Jesus looks at you and says, “I am willing if you want me to. Do you want me to?”

Jesus says, “I will abide with you. I will abide in you, just as my Father abides in me. I will take His wrath against you upon myself. All you have to do is admit that you can’t pay the debt and that you need me. I’m the only one that can do this. You cannot do this alone. There is no amount of good deeds or praying or religion you can do to pay this debt. Are you willing to let me pay it for you? If you say yes, I will give you freedom from sin, the Holy Spirit, a new purpose, spiritual gifts, a peace that passes understanding, and eternal life. I will reverse your curse and pay all your debt for every sin you commit from birth until death. And then I will stand before the Father in Heaven as your advocate, your mediator, interceding on your behalf. I’ll be the life-giving vine, you be the branch that I make fruitful. Do you want that?”

That is the offer of salvation in Jesus Christ. This is what it means that He is our mediator – not priests or pastors or popes or Mary or saints — this is a promise we only find in Jesus.

All we must do is admit we are sinners and believe that Jesus died on the cross and rose again to pay for that sin. That’s the gospel. This is how salvation works. And He’s willing to do it if we are willing to turn our lives over to Him.

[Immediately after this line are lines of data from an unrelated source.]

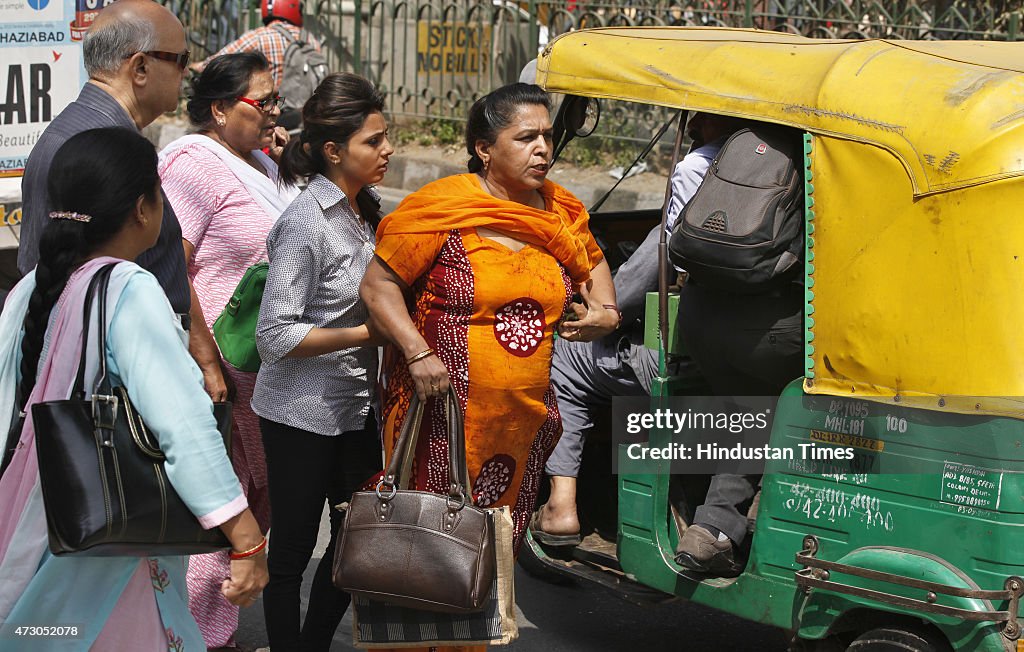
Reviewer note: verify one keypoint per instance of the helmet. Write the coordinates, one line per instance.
(290, 10)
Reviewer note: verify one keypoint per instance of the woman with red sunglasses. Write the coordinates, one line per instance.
(225, 192)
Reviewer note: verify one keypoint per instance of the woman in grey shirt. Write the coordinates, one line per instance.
(315, 391)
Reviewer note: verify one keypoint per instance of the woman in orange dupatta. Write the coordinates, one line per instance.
(471, 276)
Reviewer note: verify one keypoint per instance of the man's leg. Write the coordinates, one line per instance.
(585, 375)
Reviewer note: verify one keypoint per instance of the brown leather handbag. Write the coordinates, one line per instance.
(417, 549)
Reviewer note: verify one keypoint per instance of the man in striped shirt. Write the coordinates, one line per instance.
(135, 55)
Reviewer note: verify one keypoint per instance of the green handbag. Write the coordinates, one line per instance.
(235, 330)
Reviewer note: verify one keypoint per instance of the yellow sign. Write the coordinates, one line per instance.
(847, 440)
(452, 47)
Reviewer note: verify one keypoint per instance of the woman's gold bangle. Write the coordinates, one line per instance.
(419, 356)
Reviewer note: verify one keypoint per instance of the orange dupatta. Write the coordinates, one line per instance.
(460, 202)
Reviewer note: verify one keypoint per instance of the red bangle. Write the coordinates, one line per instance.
(255, 550)
(611, 306)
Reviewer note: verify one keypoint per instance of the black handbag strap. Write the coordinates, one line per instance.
(397, 469)
(97, 285)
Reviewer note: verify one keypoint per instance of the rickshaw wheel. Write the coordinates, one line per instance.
(899, 640)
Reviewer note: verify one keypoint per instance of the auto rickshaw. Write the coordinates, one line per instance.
(913, 269)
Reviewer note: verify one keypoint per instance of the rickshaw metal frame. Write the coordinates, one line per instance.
(816, 573)
(657, 73)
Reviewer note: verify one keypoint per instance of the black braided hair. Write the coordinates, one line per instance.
(100, 173)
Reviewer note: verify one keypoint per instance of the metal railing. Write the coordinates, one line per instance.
(434, 57)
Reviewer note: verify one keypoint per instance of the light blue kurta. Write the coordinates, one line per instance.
(146, 353)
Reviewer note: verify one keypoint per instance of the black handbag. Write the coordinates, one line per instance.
(418, 549)
(101, 471)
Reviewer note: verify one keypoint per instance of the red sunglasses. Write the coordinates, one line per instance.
(266, 104)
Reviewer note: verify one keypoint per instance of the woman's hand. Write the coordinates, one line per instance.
(281, 137)
(248, 577)
(429, 377)
(592, 321)
(249, 574)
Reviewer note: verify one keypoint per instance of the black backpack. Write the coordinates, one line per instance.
(742, 231)
(303, 70)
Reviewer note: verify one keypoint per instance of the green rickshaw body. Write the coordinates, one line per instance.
(913, 260)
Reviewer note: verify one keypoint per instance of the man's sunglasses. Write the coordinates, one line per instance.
(180, 58)
(266, 104)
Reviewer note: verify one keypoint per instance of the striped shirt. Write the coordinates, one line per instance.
(270, 43)
(318, 252)
(94, 109)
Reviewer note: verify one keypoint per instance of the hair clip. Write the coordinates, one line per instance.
(70, 215)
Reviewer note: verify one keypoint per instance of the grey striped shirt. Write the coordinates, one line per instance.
(95, 109)
(318, 253)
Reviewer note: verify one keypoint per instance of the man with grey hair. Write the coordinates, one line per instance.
(135, 55)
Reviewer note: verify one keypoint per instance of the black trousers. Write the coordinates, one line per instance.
(744, 346)
(305, 469)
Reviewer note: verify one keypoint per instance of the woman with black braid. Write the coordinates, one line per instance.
(105, 193)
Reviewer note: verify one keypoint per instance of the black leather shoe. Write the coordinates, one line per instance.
(701, 552)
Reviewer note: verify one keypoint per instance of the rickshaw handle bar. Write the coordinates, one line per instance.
(816, 572)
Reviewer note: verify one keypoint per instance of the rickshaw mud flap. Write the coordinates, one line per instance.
(816, 573)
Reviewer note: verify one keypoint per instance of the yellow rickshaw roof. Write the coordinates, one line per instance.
(952, 112)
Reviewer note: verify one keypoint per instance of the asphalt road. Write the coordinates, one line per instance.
(579, 618)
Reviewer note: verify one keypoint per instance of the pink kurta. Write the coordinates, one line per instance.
(227, 228)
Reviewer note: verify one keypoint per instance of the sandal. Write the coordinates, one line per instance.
(547, 538)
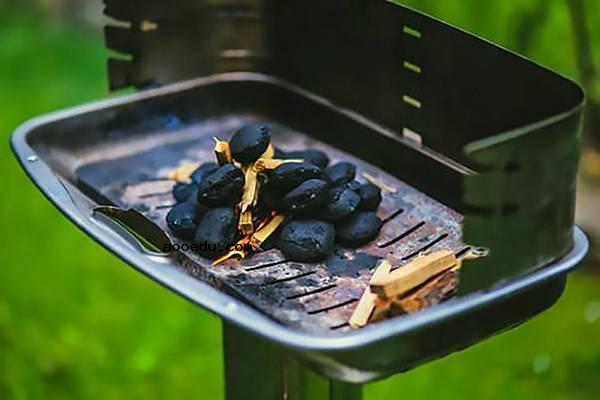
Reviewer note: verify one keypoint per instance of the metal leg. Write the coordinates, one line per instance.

These are the promises I see in scripture, in the study of good theology, and in the songs that point us to that promise. Will you accept them? Will you study? Will you sing?

Let me close with the words of Romans 8:31-38, which I have read many times, and will read many more:

“What then shall we say to these things? If God is for us, who can be against us? He who did not spare his own Son but gave him up for us all, how will he not also with him graciously give us all things? Who shall bring any charge against God’s elect? It is God who justifies. Who is to condemn? Christ Jesus is the one who died—more than that, who was raised—who is at the right hand of God, who indeed is interceding for us. Who shall separate us from the love of Christ? Shall tribulation, or distress, or persecution, or famine, or nakedness, or danger, or sword? As it is written, ‘For your sake we are being killed all the day long; we are regarded as sheep to be slaughtered.’ No, in all these things we are more than conquerors through him who loved us. For I am sure that neither death nor life, nor angels nor rulers, nor things present nor things to come, nor powers, nor height nor depth, nor anything else in all creation, will be able to separate us from the love of God in Christ Jesus our Lord.”